Contrairement à une idée reçue encore largement répandue, l’Ined l’affirme : « La croissance de la population n’est pas le facteur principal des émissions futures ». En effet, les pays de l’Union européenne demeurent les plus grands émetteurs de CO2, et ce malgré une faible croissance voire une stagnation de leur population. Leurs « émissions par habitant restent nettement plus élevées que dans le reste du monde », précise l’institution. À l’inverse, en Afrique, où la croissance démographique est importante et où les taux de fécondité sont élevés, les émissions par habitant sont relativement faibles. « Ces pays ne sont responsables que d’une part minime des émissions mondiales passées », confirme l’Ined. Les auteurs estiment que « c’est le verdissement de l’économie de l’Europe et des autres grands pays émetteurs qui constitue le principal levier de réduction des émissions mondiales de CO2 à l’horizon 2050 ».

La démographie agit sur le climat… et inversement

Il n’en demeure pas moins que « la démographie et le changement climatique interagissent de façon complexe ». « D’une part, la taille et la structure de la population influencent les émissions de CO2, expliquent-ils. D’autre part, le changement climatique affecte les dynamiques de population (migrations, fécondité, mortalité). » C’est pour cela qu’il est important de prendre en compte les caractéristiques de la population dans l’élaboration des politiques publiques et des stratégies d’adaptation face au réchauffement climatique.

Les émissions de CO2 augmentent avec l’âge

Parmi ces caractéristiques, l’Ined souligne l’impact du vieillissement de la population. À l’échelon du ménage, les émissions de CO2 augmentent avec l’âge de la personne de référence et « atteignent un pic entre 45 et 49 ans » avant de diminuer progressivement. Mais à l’échelle individuelle, le point culminant se décale pour se situer aux alentours des 75 ans. Deux raisons expliquent ce phénomène : les personnes âgées ne bénéficient pas « des économies d’échelle propres aux ménages nombreux » et elles « concentrent leurs dépenses dans des biens de consommation à forte intensité carbone (besoin en santé accru, logement plus ancien, lieu de résidence, etc.) ». « Compte tenu du vieillissement démographique, la part des émissions imputables aux personnes âgées devraient donc augmenter dans les années à venir », constate l’Ined.

Autre caractéristique mise au jour par les auteurs de l’étude : l’incidence du lieu de résidence. En milieu urbain, les logements moins spacieux et les infrastructures disponibles comme les transports en commun permettent de réduire les pollutions. « En revanche, les revenus des citadins, souvent plus élevés, encouragent la consommation et augmentent donc leurs émissions », tempère l’Ined.

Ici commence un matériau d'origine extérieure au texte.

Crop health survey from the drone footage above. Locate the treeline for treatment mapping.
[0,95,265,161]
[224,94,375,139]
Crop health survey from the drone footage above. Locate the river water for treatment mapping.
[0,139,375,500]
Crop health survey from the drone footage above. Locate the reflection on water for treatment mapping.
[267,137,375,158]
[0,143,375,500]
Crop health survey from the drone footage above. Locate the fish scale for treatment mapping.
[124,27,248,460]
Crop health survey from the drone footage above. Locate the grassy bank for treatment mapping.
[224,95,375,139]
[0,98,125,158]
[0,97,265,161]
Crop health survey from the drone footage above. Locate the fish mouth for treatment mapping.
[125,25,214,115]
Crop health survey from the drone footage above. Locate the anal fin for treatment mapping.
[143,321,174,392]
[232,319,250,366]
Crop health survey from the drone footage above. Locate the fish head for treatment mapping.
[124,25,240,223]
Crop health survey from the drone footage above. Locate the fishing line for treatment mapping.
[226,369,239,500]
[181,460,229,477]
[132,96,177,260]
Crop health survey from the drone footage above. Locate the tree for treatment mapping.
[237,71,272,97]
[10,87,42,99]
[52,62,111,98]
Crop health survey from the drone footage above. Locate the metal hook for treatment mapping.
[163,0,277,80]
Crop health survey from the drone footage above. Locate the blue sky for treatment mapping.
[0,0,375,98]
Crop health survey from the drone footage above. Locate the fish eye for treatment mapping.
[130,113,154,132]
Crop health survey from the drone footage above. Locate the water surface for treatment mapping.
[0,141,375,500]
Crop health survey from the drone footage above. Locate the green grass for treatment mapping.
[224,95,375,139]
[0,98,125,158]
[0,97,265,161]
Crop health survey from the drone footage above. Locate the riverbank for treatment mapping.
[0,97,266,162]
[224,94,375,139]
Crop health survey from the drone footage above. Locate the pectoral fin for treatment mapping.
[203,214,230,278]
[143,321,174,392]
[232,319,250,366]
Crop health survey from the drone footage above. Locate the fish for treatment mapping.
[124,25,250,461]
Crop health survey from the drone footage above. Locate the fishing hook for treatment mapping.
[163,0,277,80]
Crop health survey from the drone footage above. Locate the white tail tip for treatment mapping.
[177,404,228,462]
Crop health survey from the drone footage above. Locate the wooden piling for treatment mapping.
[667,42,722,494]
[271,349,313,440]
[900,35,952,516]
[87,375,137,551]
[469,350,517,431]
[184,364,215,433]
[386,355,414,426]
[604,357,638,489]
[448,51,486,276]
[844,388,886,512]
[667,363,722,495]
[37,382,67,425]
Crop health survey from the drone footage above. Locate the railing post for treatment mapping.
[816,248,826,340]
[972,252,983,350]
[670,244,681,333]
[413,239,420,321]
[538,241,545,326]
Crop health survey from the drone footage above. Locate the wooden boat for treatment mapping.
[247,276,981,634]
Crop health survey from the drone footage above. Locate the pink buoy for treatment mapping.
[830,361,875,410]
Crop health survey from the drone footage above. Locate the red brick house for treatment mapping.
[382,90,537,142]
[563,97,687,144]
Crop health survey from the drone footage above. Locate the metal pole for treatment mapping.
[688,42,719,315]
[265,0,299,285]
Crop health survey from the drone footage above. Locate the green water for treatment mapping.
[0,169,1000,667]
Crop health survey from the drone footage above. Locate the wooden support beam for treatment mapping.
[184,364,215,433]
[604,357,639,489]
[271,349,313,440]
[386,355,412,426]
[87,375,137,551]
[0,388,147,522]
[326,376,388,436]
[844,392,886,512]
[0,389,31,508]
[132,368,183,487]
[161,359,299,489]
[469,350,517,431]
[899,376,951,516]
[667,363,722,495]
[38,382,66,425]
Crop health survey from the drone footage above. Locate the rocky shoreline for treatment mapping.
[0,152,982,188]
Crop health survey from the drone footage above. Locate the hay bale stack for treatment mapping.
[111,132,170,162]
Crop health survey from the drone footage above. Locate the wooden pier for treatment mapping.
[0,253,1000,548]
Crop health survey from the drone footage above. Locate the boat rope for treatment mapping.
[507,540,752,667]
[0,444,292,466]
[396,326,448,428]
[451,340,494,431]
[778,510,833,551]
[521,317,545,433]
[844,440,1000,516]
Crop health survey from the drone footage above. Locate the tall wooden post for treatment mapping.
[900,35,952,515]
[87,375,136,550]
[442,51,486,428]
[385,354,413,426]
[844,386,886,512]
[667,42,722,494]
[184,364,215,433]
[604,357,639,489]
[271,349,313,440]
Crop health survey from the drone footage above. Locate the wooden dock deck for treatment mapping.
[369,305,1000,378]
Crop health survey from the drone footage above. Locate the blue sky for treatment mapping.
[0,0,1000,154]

Une perception différente du changement climatique

Comme c’est le cas pour les émissions, les caractéristiques sociodémographiques ont aussi un effet sur la perception du changement climatique. Ainsi, les jeunes et les personnes ayant un niveau d’instruction élevé y sont plus sensibles. À titre d’exemple, 21 % des 15-29 ans estiment qu’il s’agit du « problème le plus grave pour le monde », contre 16 % des plus de 60 ans et 25 % des diplômés du supérieur contre 10 % des individus ayant un niveau d’instruction primaire.

« Les caractéristiques sociodémographiques telles que le niveau d’instruction, l’âge, et le lieu de résidence, orientent incontestablement les comportements individuels et les attitudes à l’égard du changement climatique », considère l’Institut. « Les politiques climatiques doivent en tenir compte », conclut-il.